Письма маркизы (Браун) - страница 61

Внизу, во дворе, швейцарец насвистывает свою песенку, из комнат Полиньяк несутся томные звуки арфы, в кустах изгороди чирикает птичка, мечтающая о весне… Но во всех этих разнообразных звуках я слышу только одно: Дельфина! Дельфина! Страстно, буйно бьется мое сердце при одном этом имени! Ведь через несколько дней моя возлюбленная будет со мной в волшебных садах Армиды!

Никого я так не восхваляю теперь, как принца Конде, превратившего Шантильи в обиталище муз и граций. Бомарше, исполняющий у него в настоящее время роль церемониймейстера, многозначительно улыбаясь своей улыбкой Фигаро, намекал мне о чудесах, которые там будут совершаться.

Для любителей уединения, сказал он, устроены в этом обширном, многомильном парке тихие, уединенные домики. Для философских же бесед, чтоб они могли происходить без помехи, существуют в огромном замке укромные уголки, скрывающиеся за потайными дверями. Все, молодые и красивые, приглашены принцем для того, чтобы злые языки старых баб и похотливые взгляды отживших старых франтов не препятствовали любви жить тут полной жизнью.

Поэтому, возлюбленнейшая из всех женщин, вам не придется бояться за нашу тайну, и бледнеть, когда моя рука будет искать вашу руку и когда нас коснутся посторонние взоры. И в минуту величайшего упоения вы не будете со страхом обращать на меня свои прекраснейшие в мире глаза. Наконец-то вы будете моей без всяких опасений!

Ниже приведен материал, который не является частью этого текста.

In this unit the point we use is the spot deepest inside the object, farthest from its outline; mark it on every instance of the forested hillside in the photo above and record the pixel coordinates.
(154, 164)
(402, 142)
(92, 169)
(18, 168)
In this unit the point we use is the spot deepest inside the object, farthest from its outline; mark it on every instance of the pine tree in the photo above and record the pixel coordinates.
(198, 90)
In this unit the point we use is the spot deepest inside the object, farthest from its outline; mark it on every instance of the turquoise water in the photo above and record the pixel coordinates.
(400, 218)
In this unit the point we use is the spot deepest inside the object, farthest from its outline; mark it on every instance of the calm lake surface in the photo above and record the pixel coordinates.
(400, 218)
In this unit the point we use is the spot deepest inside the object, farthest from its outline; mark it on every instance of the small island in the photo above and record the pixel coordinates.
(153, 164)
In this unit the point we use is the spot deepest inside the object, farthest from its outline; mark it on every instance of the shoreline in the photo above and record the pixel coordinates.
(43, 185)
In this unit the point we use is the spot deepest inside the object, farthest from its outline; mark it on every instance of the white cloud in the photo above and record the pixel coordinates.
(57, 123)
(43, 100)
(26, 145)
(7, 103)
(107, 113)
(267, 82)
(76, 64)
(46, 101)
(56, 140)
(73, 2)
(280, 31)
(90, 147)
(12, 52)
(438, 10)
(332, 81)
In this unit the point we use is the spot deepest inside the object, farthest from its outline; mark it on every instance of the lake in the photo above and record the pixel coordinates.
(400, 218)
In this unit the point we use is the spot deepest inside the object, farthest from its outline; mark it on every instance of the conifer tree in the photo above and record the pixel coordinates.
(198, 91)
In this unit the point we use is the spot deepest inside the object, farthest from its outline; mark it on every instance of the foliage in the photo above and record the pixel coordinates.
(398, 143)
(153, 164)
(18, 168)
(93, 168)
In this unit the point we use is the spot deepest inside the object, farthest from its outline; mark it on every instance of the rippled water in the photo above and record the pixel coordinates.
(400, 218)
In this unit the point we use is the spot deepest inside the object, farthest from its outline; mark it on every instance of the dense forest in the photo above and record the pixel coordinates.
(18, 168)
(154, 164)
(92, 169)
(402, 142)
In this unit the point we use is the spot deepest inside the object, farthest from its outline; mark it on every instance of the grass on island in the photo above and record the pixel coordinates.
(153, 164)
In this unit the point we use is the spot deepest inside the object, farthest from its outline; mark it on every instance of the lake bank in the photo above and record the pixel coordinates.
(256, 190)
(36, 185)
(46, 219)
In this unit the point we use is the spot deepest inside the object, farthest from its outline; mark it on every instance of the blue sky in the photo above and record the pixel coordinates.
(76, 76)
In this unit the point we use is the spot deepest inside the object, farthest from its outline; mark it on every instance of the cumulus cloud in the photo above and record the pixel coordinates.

Я вижу уже нас обоих в этих садах, в храмах, скрытых в земле. Руки наши соединились, и мы вместе поднимаем их к Эросу, этому восхитительному богу, и затем тихо исчезаем во мраке хижины, вокруг которой, точно непоколебимая стража, стоят седые буковые стволы, а густой плющ стыдливо закрывает своими ветками ее маленькие оконца…


Люсьен Гальяр — Дельфине

Париж, 20 сентября 1775 г.


Высокоуважаемая госпожа маркиза. Я до сих пор еще не воспользовался вашим милостивым разрешением, дозволяющим мне лично представиться вам во время вашего пребывания в Париже. Но в мою теперешнюю жизнь и мои мысли не должен попадать уже ни один луч из того мира, от которого я окончательно отвернулся. Я, сам обездоленный, хочу совсем принадлежать моим братьям и даже не прощаю себе, если когда-нибудь во мне шевельнутся прежние чувства и желания…

Чтобы не будить в себе того, что, к сожалению, еще не умерло, а только дремлет под влиянием песен нужды, я и не обращаюсь к вам лично со своей просьбой. Тут дело не во мне. Если бы мне даже угрожала голодная смерть, я бы скорее стал грабить, нежели просить милостыню. Но ради бедных малюток я обращаюсь к вашей доброте.